Леонтий открыл следующую бутылку. Зубами открыл – со злости отгрыз станиолевую крышечку, которую проще было легким движением отвернуть.
– Колбаску-то ешь! Напьешься опять – а у меня в четыре стрелка, – Ника сунула ему бутерброд, неловкий, слепленный наспех, будто разломанный, без ножа, так ведь не в ресторане, еда она и есть еда, это главное – в пищу употреблять можно. Только, выходит – Ника выпроваживала его теперь вон. Не нужен более, ну и катись. Обидно. Уйти по своей воле – это одно. А когда в шею…У нее стрелка. А у тебя белка. Как до дома доберешься? Четыре бутылки пива, это после вчерашних дрожжей. Допустим, руль он из рук не выпустит, глаз алмаз, даже залитой, Ящер не пострадает, а вот права? Если нарвешься на патруль. В трубочку, ни ой-ой-ой! Там на тринадцатую зарплату целому взводу! Ну и павлиний пух с ними! Повезет, так повезет. А не повезет, значит… значит, Пальмира заплатит штраф вместо него. Предлагала ведь финансовую помощь. У Леонтия уже сил нет воевать с самим собой: что такое «хорошо», а что вопиющая гадость. Если ты говно, то в пять минут золотым слитком не станешь, не надейся. Постепенно, потихоньку. Глядишь, впереди обозначится цель. Брешешь! Снова, здорово! Не обозначится – ждешь ты, Леонтий, что тебе ее поднесут на блюдечке с потусторонней каемочкой, Пальмира поднесет, а может и «чухонец» Филон. Как в анекдоте, чтобы жить иначе, надо либо самому постараться, либо дождаться пришествия инопланетян – второе вероятнее. Вот и у Леонтия так вышло. Силы небесные понадобились, и то – на сегодняшний день, мало помогло. Но еще есть надежда. Он допил пиво. Все. Стал собираться.

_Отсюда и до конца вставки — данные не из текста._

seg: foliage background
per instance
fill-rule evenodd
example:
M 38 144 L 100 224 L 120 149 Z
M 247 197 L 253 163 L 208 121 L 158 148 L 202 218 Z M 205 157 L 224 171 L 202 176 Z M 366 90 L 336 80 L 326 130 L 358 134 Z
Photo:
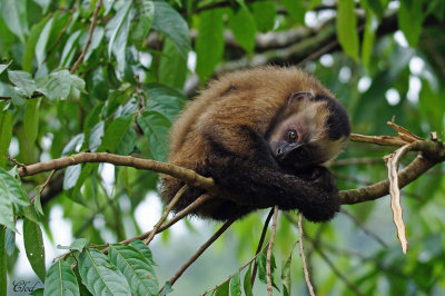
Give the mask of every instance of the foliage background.
M 103 0 L 91 43 L 73 68 L 97 6 L 97 0 L 0 0 L 0 167 L 12 168 L 7 154 L 33 164 L 83 150 L 162 161 L 168 128 L 199 86 L 216 73 L 266 63 L 313 72 L 345 105 L 354 132 L 389 135 L 386 121 L 395 116 L 419 136 L 436 130 L 444 139 L 445 1 Z M 339 188 L 385 178 L 382 157 L 390 151 L 350 144 L 340 159 L 363 164 L 333 164 Z M 406 256 L 386 197 L 344 207 L 347 213 L 329 224 L 306 223 L 317 292 L 444 294 L 444 170 L 437 166 L 403 190 Z M 22 188 L 33 197 L 47 177 L 23 178 Z M 157 175 L 150 171 L 107 165 L 58 171 L 40 198 L 47 265 L 48 251 L 73 238 L 99 245 L 150 229 L 161 211 L 156 189 Z M 236 223 L 179 279 L 174 295 L 221 284 L 253 257 L 265 214 Z M 14 215 L 23 216 L 20 207 Z M 2 224 L 12 229 L 9 223 Z M 3 230 L 8 283 L 32 275 L 23 265 L 21 224 L 20 218 L 16 235 Z M 160 283 L 215 226 L 190 218 L 155 239 L 150 247 Z M 281 284 L 280 268 L 297 230 L 281 215 L 277 231 L 276 282 Z M 303 278 L 295 256 L 293 295 L 305 293 Z M 265 294 L 263 283 L 256 287 Z

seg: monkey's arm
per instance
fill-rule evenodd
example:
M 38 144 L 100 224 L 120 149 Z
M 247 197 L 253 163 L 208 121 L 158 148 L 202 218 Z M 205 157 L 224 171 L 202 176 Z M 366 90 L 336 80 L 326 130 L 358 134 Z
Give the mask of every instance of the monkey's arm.
M 221 197 L 238 205 L 299 209 L 312 221 L 329 220 L 339 210 L 337 187 L 324 167 L 315 167 L 314 174 L 305 172 L 301 177 L 258 166 L 256 161 L 227 157 L 209 161 L 208 169 L 222 189 Z

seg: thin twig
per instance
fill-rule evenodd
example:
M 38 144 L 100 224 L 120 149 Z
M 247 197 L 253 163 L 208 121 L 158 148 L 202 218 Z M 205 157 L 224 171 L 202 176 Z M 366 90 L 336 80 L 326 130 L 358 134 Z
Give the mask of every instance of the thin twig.
M 154 239 L 155 235 L 158 233 L 159 227 L 162 225 L 162 223 L 167 219 L 168 214 L 171 211 L 171 209 L 175 207 L 176 203 L 182 197 L 184 193 L 187 191 L 188 186 L 184 185 L 182 188 L 176 193 L 174 199 L 168 204 L 166 211 L 164 213 L 162 217 L 158 220 L 158 223 L 154 226 L 154 229 L 151 230 L 150 235 L 147 237 L 147 239 L 144 241 L 144 244 L 148 245 L 150 241 Z
M 353 214 L 350 214 L 349 211 L 347 211 L 344 208 L 342 209 L 342 213 L 345 214 L 349 219 L 352 219 L 355 223 L 355 225 L 357 225 L 358 228 L 360 228 L 369 237 L 374 238 L 383 247 L 385 247 L 385 248 L 388 247 L 388 245 L 378 235 L 376 235 L 370 229 L 368 229 L 366 226 L 364 226 L 363 223 L 359 221 Z
M 8 160 L 9 161 L 11 161 L 12 164 L 14 164 L 16 166 L 18 166 L 19 168 L 21 168 L 23 171 L 28 171 L 28 169 L 27 169 L 27 165 L 24 165 L 24 164 L 22 164 L 22 162 L 19 162 L 16 158 L 12 158 L 12 157 L 7 157 L 8 158 Z M 20 175 L 20 171 L 19 171 L 19 175 Z
M 180 268 L 179 270 L 168 280 L 170 283 L 170 285 L 172 286 L 175 284 L 175 282 L 184 274 L 184 272 L 186 272 L 186 269 L 194 263 L 196 262 L 196 259 L 199 258 L 199 256 L 201 256 L 201 254 L 211 245 L 214 244 L 214 241 L 216 239 L 218 239 L 218 237 L 220 237 L 226 230 L 227 228 L 230 227 L 231 224 L 234 224 L 234 221 L 237 218 L 231 218 L 229 220 L 227 220 L 219 229 L 218 231 L 216 231 L 191 257 L 190 259 L 188 259 Z M 164 286 L 165 287 L 165 286 Z M 159 294 L 161 293 L 161 290 L 164 289 L 164 287 L 159 290 Z
M 167 228 L 171 227 L 172 225 L 175 225 L 177 221 L 179 221 L 180 219 L 182 219 L 185 216 L 187 216 L 188 214 L 192 213 L 196 208 L 198 208 L 200 205 L 202 205 L 204 203 L 206 203 L 207 200 L 211 199 L 212 196 L 209 194 L 204 194 L 200 197 L 198 197 L 194 203 L 191 203 L 190 205 L 188 205 L 185 209 L 182 209 L 181 211 L 179 211 L 178 214 L 176 214 L 171 219 L 169 219 L 168 221 L 166 221 L 164 225 L 161 225 L 159 227 L 159 229 L 157 230 L 157 234 L 162 233 L 164 230 L 166 230 Z M 121 245 L 128 245 L 131 241 L 136 240 L 136 239 L 145 239 L 147 238 L 149 235 L 151 234 L 151 231 L 147 231 L 141 235 L 128 238 L 126 240 L 119 241 L 119 244 Z M 108 248 L 102 249 L 103 254 L 108 254 Z
M 406 145 L 397 149 L 394 154 L 385 158 L 388 168 L 390 209 L 393 211 L 393 221 L 397 228 L 397 238 L 400 240 L 404 254 L 408 250 L 408 240 L 406 239 L 405 224 L 403 221 L 403 208 L 400 205 L 400 188 L 398 187 L 398 161 L 409 151 L 412 145 Z
M 48 184 L 51 181 L 51 179 L 52 179 L 52 177 L 55 176 L 55 174 L 56 174 L 56 169 L 51 170 L 51 174 L 49 174 L 48 179 L 43 182 L 42 186 L 40 186 L 39 195 L 41 195 L 41 194 L 43 193 L 44 188 L 46 188 L 46 187 L 48 186 Z M 34 200 L 36 200 L 36 197 L 32 197 L 32 198 L 31 198 L 31 203 L 34 203 Z
M 254 257 L 250 258 L 250 260 L 248 260 L 246 264 L 244 264 L 241 267 L 238 268 L 238 273 L 241 272 L 244 268 L 246 268 L 247 266 L 249 266 L 251 264 L 251 262 L 254 262 L 263 251 L 266 250 L 266 248 L 269 246 L 269 243 L 266 243 L 266 246 L 260 249 L 257 254 L 255 254 Z M 224 280 L 224 283 L 226 283 L 227 280 L 230 280 L 236 274 L 230 275 L 226 280 Z M 224 284 L 222 283 L 222 284 Z M 201 296 L 206 295 L 207 293 L 211 292 L 211 290 L 216 290 L 218 287 L 220 287 L 222 284 L 216 285 L 214 288 L 205 290 Z
M 310 296 L 315 296 L 315 292 L 314 292 L 314 286 L 310 283 L 310 278 L 309 278 L 309 272 L 307 269 L 307 265 L 306 265 L 306 256 L 305 256 L 305 250 L 303 247 L 303 224 L 301 224 L 301 211 L 298 213 L 298 231 L 299 231 L 299 256 L 301 256 L 301 260 L 303 260 L 303 272 L 305 274 L 305 280 L 306 280 L 306 285 L 307 285 L 307 289 L 309 290 L 309 295 Z
M 267 215 L 267 218 L 265 220 L 265 224 L 263 226 L 263 231 L 261 231 L 261 236 L 259 237 L 257 251 L 255 253 L 256 255 L 258 255 L 261 251 L 263 244 L 264 244 L 264 240 L 265 240 L 266 234 L 267 234 L 267 228 L 269 227 L 269 223 L 270 223 L 273 215 L 274 215 L 274 208 L 270 209 L 270 211 Z M 255 262 L 254 269 L 251 270 L 251 277 L 250 277 L 250 286 L 251 287 L 254 287 L 255 278 L 257 277 L 257 270 L 258 270 L 258 264 L 257 264 L 257 262 Z
M 273 286 L 271 286 L 270 260 L 271 260 L 271 250 L 274 248 L 275 234 L 277 231 L 277 220 L 278 220 L 278 206 L 274 206 L 274 219 L 271 221 L 269 247 L 267 248 L 267 257 L 266 257 L 266 279 L 267 279 L 267 292 L 268 292 L 269 296 L 271 296 L 274 294 Z
M 285 215 L 285 216 L 291 224 L 299 227 L 298 221 L 293 216 L 290 215 Z M 350 283 L 349 279 L 334 265 L 334 263 L 329 259 L 329 257 L 327 257 L 326 254 L 319 248 L 317 241 L 315 241 L 309 236 L 306 236 L 306 238 L 310 241 L 314 249 L 322 256 L 322 258 L 326 262 L 326 264 L 330 267 L 330 269 L 338 276 L 338 278 L 342 279 L 345 283 L 345 285 L 348 286 L 355 294 L 362 296 L 363 293 L 353 283 Z M 303 241 L 301 238 L 300 241 Z
M 90 47 L 90 43 L 91 43 L 92 34 L 93 34 L 93 32 L 95 32 L 95 27 L 96 27 L 96 22 L 97 22 L 97 17 L 98 17 L 98 14 L 99 14 L 99 10 L 100 10 L 100 7 L 101 7 L 101 6 L 102 6 L 102 0 L 99 0 L 98 3 L 97 3 L 97 6 L 96 6 L 95 13 L 92 14 L 92 21 L 91 21 L 90 30 L 89 30 L 89 32 L 88 32 L 88 40 L 87 40 L 87 43 L 85 43 L 82 53 L 80 53 L 79 58 L 77 59 L 77 61 L 76 61 L 75 65 L 72 66 L 71 71 L 70 71 L 71 73 L 75 73 L 75 72 L 76 72 L 77 68 L 78 68 L 79 65 L 82 62 L 82 60 L 83 60 L 83 58 L 85 58 L 85 55 L 87 55 L 88 48 Z

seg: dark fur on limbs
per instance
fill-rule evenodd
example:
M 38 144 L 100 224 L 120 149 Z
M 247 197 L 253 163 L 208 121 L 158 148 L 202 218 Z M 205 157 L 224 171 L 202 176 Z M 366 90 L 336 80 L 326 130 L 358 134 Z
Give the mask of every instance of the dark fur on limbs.
M 299 91 L 309 91 L 323 100 L 290 106 L 295 107 L 293 111 L 289 97 Z M 310 122 L 318 127 L 316 137 L 323 140 L 318 154 L 323 156 L 329 152 L 330 138 L 347 138 L 349 126 L 347 115 L 342 114 L 343 107 L 317 79 L 296 68 L 264 67 L 211 81 L 180 115 L 170 132 L 168 161 L 212 177 L 220 189 L 218 196 L 195 214 L 227 220 L 278 205 L 283 210 L 299 209 L 312 221 L 332 219 L 339 210 L 338 189 L 332 174 L 317 162 L 303 167 L 281 164 L 268 142 L 283 117 L 288 112 L 306 112 L 303 106 L 312 103 L 315 108 L 308 116 L 309 120 L 314 114 L 317 117 Z M 289 109 L 285 112 L 286 108 Z M 345 120 L 333 120 L 336 115 Z M 181 186 L 181 180 L 164 176 L 160 186 L 164 201 L 169 203 Z M 184 209 L 204 193 L 190 188 L 174 210 Z

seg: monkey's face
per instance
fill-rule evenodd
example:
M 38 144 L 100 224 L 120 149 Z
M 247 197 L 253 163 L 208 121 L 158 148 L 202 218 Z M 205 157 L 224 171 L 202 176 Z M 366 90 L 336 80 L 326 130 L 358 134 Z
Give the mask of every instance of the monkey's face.
M 336 157 L 350 132 L 343 107 L 333 99 L 314 98 L 310 92 L 297 92 L 290 99 L 289 110 L 283 114 L 284 119 L 274 127 L 268 140 L 275 158 L 283 166 L 304 168 Z M 333 112 L 333 102 L 342 112 Z M 333 126 L 338 120 L 344 125 L 342 132 L 337 132 L 338 125 Z

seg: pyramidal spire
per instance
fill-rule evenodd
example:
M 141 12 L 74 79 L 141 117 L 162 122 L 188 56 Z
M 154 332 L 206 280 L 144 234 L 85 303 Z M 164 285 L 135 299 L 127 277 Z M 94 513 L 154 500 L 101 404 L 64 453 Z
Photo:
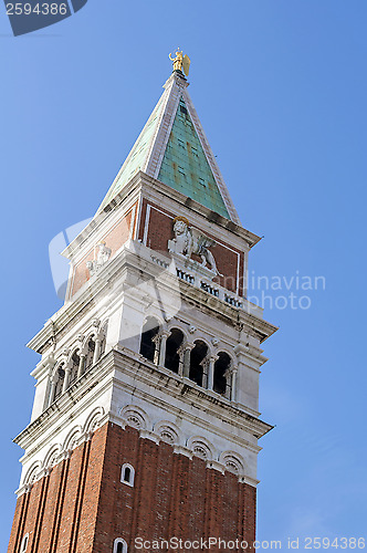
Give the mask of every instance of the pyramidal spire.
M 187 61 L 188 60 L 188 61 Z M 240 225 L 216 157 L 188 93 L 181 66 L 189 59 L 172 60 L 174 72 L 165 92 L 105 196 L 98 212 L 127 182 L 143 171 Z M 185 67 L 186 62 L 186 67 Z M 188 69 L 187 69 L 188 71 Z

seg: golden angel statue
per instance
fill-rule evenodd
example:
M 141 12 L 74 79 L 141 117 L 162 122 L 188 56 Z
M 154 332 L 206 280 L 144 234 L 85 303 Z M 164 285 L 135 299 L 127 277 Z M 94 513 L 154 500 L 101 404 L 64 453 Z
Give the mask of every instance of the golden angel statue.
M 179 48 L 177 49 L 176 58 L 172 58 L 172 55 L 169 54 L 169 59 L 174 63 L 174 71 L 182 72 L 184 69 L 186 76 L 189 74 L 191 63 L 190 58 L 187 54 L 184 55 L 184 52 L 180 51 Z

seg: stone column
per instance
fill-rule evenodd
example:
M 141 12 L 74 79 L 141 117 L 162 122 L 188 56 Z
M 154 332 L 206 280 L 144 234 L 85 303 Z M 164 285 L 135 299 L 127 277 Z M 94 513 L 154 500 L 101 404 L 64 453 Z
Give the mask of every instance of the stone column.
M 99 354 L 101 354 L 101 343 L 102 343 L 102 336 L 97 336 L 95 338 L 95 347 L 94 347 L 94 354 L 93 354 L 93 365 L 97 363 L 99 359 Z
M 214 363 L 218 359 L 218 355 L 210 355 L 209 357 L 209 367 L 208 367 L 208 389 L 213 389 L 214 385 Z
M 80 378 L 82 374 L 84 374 L 85 358 L 86 358 L 86 353 L 81 353 L 78 368 L 77 368 L 77 378 Z
M 232 368 L 232 387 L 231 387 L 231 397 L 229 398 L 231 401 L 235 401 L 235 400 L 237 400 L 237 389 L 235 389 L 235 385 L 237 385 L 237 367 L 233 367 L 233 368 Z
M 190 377 L 190 354 L 192 348 L 193 344 L 185 344 L 184 346 L 182 373 L 186 378 Z
M 52 404 L 53 401 L 53 395 L 55 393 L 55 386 L 56 386 L 56 383 L 54 380 L 54 377 L 51 378 L 50 380 L 50 392 L 49 392 L 49 399 L 48 399 L 48 405 L 46 407 L 50 407 L 50 405 Z
M 72 361 L 70 359 L 65 365 L 65 377 L 64 377 L 64 384 L 62 387 L 62 393 L 66 392 L 66 389 L 69 388 L 69 380 L 70 380 L 71 371 L 72 371 Z
M 161 367 L 165 366 L 165 362 L 166 362 L 166 345 L 167 345 L 167 338 L 168 338 L 168 336 L 170 336 L 170 332 L 169 331 L 162 331 L 160 333 L 159 362 L 158 362 L 158 365 L 160 365 Z

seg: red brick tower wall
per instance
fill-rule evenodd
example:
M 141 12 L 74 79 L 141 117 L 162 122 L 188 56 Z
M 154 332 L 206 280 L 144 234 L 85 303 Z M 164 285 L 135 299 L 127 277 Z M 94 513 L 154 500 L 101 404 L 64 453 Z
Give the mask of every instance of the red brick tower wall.
M 120 482 L 125 462 L 135 469 L 133 488 Z M 19 498 L 8 553 L 18 553 L 25 533 L 27 553 L 112 553 L 116 538 L 128 552 L 141 551 L 137 538 L 250 544 L 255 501 L 255 489 L 235 474 L 108 422 Z

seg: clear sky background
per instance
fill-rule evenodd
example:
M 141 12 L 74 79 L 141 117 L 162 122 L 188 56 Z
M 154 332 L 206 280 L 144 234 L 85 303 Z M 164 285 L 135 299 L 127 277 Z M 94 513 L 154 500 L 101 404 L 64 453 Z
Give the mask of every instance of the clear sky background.
M 276 427 L 261 440 L 258 536 L 367 538 L 366 18 L 365 0 L 88 0 L 13 38 L 0 7 L 0 551 L 39 361 L 24 344 L 61 306 L 49 242 L 95 212 L 178 45 L 241 220 L 264 236 L 250 271 L 326 279 L 292 286 L 307 310 L 265 301 L 280 331 L 264 344 L 261 411 Z

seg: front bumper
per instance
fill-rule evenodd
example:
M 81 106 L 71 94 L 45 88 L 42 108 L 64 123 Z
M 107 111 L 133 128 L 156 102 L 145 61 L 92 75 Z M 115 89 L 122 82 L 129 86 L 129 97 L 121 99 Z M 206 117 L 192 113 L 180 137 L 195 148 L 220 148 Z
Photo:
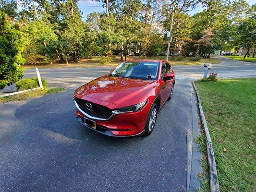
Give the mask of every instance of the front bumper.
M 127 113 L 121 113 L 114 116 L 108 120 L 93 119 L 97 125 L 96 130 L 85 125 L 84 117 L 90 119 L 77 108 L 76 117 L 77 120 L 85 127 L 106 135 L 114 137 L 131 137 L 143 134 L 145 125 L 150 108 L 151 103 L 146 105 L 140 111 Z

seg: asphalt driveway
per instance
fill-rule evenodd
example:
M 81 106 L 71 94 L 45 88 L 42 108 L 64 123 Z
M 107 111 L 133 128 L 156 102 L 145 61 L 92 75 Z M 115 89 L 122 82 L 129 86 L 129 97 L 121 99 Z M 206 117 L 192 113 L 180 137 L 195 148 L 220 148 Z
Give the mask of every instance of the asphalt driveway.
M 73 88 L 0 104 L 0 191 L 184 191 L 192 88 L 184 81 L 175 86 L 148 137 L 86 129 L 74 116 Z

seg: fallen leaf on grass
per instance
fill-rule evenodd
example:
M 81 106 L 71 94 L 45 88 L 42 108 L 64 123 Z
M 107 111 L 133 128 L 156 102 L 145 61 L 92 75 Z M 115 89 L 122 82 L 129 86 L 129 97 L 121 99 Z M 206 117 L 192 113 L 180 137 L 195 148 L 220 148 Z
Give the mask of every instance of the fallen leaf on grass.
M 229 186 L 229 187 L 230 187 L 231 189 L 232 189 L 234 191 L 237 191 L 237 190 L 236 189 L 236 188 L 235 187 Z

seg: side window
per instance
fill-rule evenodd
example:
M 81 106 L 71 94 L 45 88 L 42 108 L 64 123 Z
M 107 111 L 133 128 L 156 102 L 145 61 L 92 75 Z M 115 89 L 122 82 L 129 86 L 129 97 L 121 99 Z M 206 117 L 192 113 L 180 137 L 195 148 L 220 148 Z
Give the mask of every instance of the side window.
M 165 65 L 165 63 L 163 63 L 162 65 L 162 73 L 161 73 L 161 78 L 162 79 L 163 79 L 165 73 L 167 73 L 167 69 L 166 69 L 166 66 Z
M 171 65 L 169 63 L 165 63 L 168 73 L 171 72 Z

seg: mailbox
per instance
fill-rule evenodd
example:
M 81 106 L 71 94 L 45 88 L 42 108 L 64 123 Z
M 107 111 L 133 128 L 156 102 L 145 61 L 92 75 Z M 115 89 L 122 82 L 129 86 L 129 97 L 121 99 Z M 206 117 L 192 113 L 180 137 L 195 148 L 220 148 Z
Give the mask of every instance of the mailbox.
M 204 78 L 207 78 L 208 72 L 210 71 L 212 66 L 211 63 L 205 63 L 204 64 Z

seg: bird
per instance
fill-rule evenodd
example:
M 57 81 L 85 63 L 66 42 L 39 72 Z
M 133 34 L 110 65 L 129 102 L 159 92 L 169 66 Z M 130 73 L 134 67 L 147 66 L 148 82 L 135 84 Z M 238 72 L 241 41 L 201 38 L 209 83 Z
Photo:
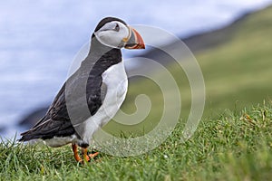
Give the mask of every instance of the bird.
M 86 58 L 63 83 L 45 115 L 18 140 L 42 139 L 52 148 L 71 144 L 80 163 L 96 157 L 98 152 L 88 153 L 92 135 L 113 118 L 127 93 L 121 48 L 145 49 L 145 43 L 123 20 L 102 19 L 92 33 Z

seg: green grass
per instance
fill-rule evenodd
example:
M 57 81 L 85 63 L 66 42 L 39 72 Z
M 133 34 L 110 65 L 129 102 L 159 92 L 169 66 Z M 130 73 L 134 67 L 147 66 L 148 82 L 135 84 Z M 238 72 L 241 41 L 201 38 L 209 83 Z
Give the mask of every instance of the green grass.
M 101 154 L 78 165 L 70 147 L 0 144 L 1 180 L 268 180 L 272 176 L 272 104 L 202 120 L 180 142 L 182 125 L 159 148 L 118 157 Z
M 269 180 L 271 17 L 272 7 L 253 14 L 233 27 L 227 42 L 196 54 L 205 79 L 207 102 L 204 117 L 187 142 L 181 143 L 180 137 L 190 106 L 189 85 L 182 70 L 170 65 L 180 82 L 183 113 L 162 145 L 137 157 L 101 154 L 81 166 L 68 146 L 50 148 L 1 142 L 0 180 Z M 137 135 L 143 128 L 152 128 L 163 105 L 157 90 L 148 80 L 131 84 L 123 110 L 133 112 L 134 98 L 143 93 L 152 100 L 149 117 L 132 127 L 112 121 L 105 129 L 113 133 L 136 130 Z M 263 104 L 264 100 L 268 103 Z

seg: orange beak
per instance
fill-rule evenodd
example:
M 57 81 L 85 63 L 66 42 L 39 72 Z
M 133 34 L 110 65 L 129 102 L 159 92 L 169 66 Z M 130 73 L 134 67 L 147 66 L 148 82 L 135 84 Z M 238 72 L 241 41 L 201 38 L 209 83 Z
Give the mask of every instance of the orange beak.
M 145 49 L 144 42 L 140 33 L 134 29 L 129 26 L 131 36 L 125 41 L 126 49 Z

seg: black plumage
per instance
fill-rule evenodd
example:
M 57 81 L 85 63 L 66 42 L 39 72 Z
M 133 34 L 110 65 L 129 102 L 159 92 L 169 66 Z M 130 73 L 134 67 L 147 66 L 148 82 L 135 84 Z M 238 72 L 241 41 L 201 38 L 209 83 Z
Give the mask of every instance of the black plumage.
M 105 18 L 99 23 L 94 32 L 111 21 L 119 21 L 126 24 L 118 18 Z M 63 85 L 45 116 L 33 129 L 22 133 L 19 141 L 34 138 L 48 139 L 73 134 L 81 139 L 71 122 L 66 100 L 73 100 L 69 101 L 69 109 L 72 109 L 78 122 L 84 121 L 95 114 L 102 104 L 106 91 L 106 88 L 102 86 L 102 74 L 109 67 L 120 62 L 121 62 L 121 50 L 102 44 L 92 33 L 90 52 L 80 68 Z M 83 101 L 87 102 L 89 111 L 83 111 L 84 110 Z

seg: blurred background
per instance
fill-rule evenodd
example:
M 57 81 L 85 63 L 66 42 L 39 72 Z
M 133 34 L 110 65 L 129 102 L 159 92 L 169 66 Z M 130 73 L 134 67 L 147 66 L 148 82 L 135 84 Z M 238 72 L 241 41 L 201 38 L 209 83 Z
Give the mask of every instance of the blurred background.
M 185 42 L 203 71 L 204 117 L 271 101 L 271 4 L 272 0 L 2 1 L 0 136 L 14 137 L 44 113 L 66 80 L 73 57 L 105 16 L 157 26 Z M 161 41 L 164 43 L 171 45 Z M 142 53 L 160 56 L 149 49 Z M 182 71 L 168 66 L 173 74 Z M 184 82 L 182 106 L 189 110 L 189 86 L 186 80 L 180 81 Z M 152 89 L 143 88 L 152 83 L 146 81 L 131 85 L 124 110 L 133 110 L 137 90 L 151 93 Z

– Ладно. Пока-пока. Удачи тебе на поприще, – он поцеловал Нику в крашеные губы. Было неприятно, а вот ночью – все равно. Леонтий даже если нализывался «в горизонт», помнил себя и окружающих, хотя бы в поворотных, так сказать, ключевых моментах. Ночью помада показалась ему – а никак не показалась! Есть и есть. Теперь же – как-то… как-то несовместимо с пивной пеной. – Не хворай!
– Иди ты! К маме! – беззаботно откликнулась Ника, набила рот маковой булкой: – Фы дфефь не закфывай, пуфть фыфетфифаефся!
И дух твой вон! Что же, все правильно. Все верно. Все естественно. Случайный гость. Не важный. Третий сорт, почти что, одноразового употребления.
Домой Леонтий попал только через час. Крался, точнее, полз на черепашьей скорости, больше по проулкам, опасливо пересекая людные перекрестки – день воскресный, но машин было много, Москва, столица Родины, движение – зашибись, однако, в данных обстоятельствах это было «в кассу». Дополз. Пронесло. Без последствий для себя и Ящера. И для кармана шиншилловой Пальмиры тоже. Теперь работа, работа, ничего, кроме работы. На пользу и во благо! Поднялся на этаж, запустил чуть дрожавшую руку (не от пьянки, от нервов, все же путь держал в некотором смысле по минному полю) – запустил и пощупал в распределительном щитке. Пусто. Стало быть, кто-то вперся в его гарсоньерку без приглашения. Нормально. Обыденно. И непонятно – кстати или некстати? Нападений Леонтий более не опасался, входную дверь стулом не подпирал, к чему? Страхи его давно разошлись, успокоились, мучила ныне лишь одинокая совесть. Он повернул скрипом отозвавшуюся латунную ручку – прислушался с порога.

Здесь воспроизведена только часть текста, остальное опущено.